After a short delay to find liquids, we made our way over pine needles, twisted roots, and rocky steps. Thirty minutes into our climb, we could see Echo Lake, the coastal town of Blue Hill, and the Camden Hills rising in the south. Another half hour and we were at the peak, taking in the panorama under a cloudless sky. Surrounded on three sides by the Atlantic, we watched schooners sail past those low-lying islands, the Cranberries. Then we dug into our well-earned picnic food and that sublime Swiss chocolate, which always seems to taste better outdoors.
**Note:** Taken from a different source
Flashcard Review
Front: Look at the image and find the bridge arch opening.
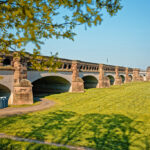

“The Swiss make the best chocolate because they’re mountain climbers, too,’’ said my daughter, Melanie, 11.
I am on the mailing list of outfitters who send me catalog after catalog of their upcoming trips. Companies like Backroads and Butterfield & Robinson,which once offered only inn-to-inn biking trips, are featuring more multisport trips. This has great appeal for children who grow bored of biking day after day. Curious about this trend, but finding the average per person fee of $3,000 to $4,000 too steep, I decided to create my own weeklong, multi sport trip along the Maine coast for my family of four.
The next morning, after an early morning walk on the Shore Path along the rugged coast that hugs Bar Harbor, we drove on Route 233 to the Eagle Lake parking area. This is the start of a bike loop on a former carriage path donated to the park by John D. Rockefeller. The hard-packed gravel trails are best traversed on mountain bike or hybrid tires.
We biked around the lake counterclockwise, under tall pines and past stone walls covered with patches of moss, all the while peering back at the still lake waters ringed by rounded peaks. Then we started a long, uphill climb and Melanie, who would rather shop than do anything outdoors, was not happy.
Her mother preoccupied her by teaching her to count to 30 in Spanish, and soon Melanie was speeding downhill, a smile plastered on her face, breathing in the sweet fragrance of the pines that seemed to supply the energy to propel her forward.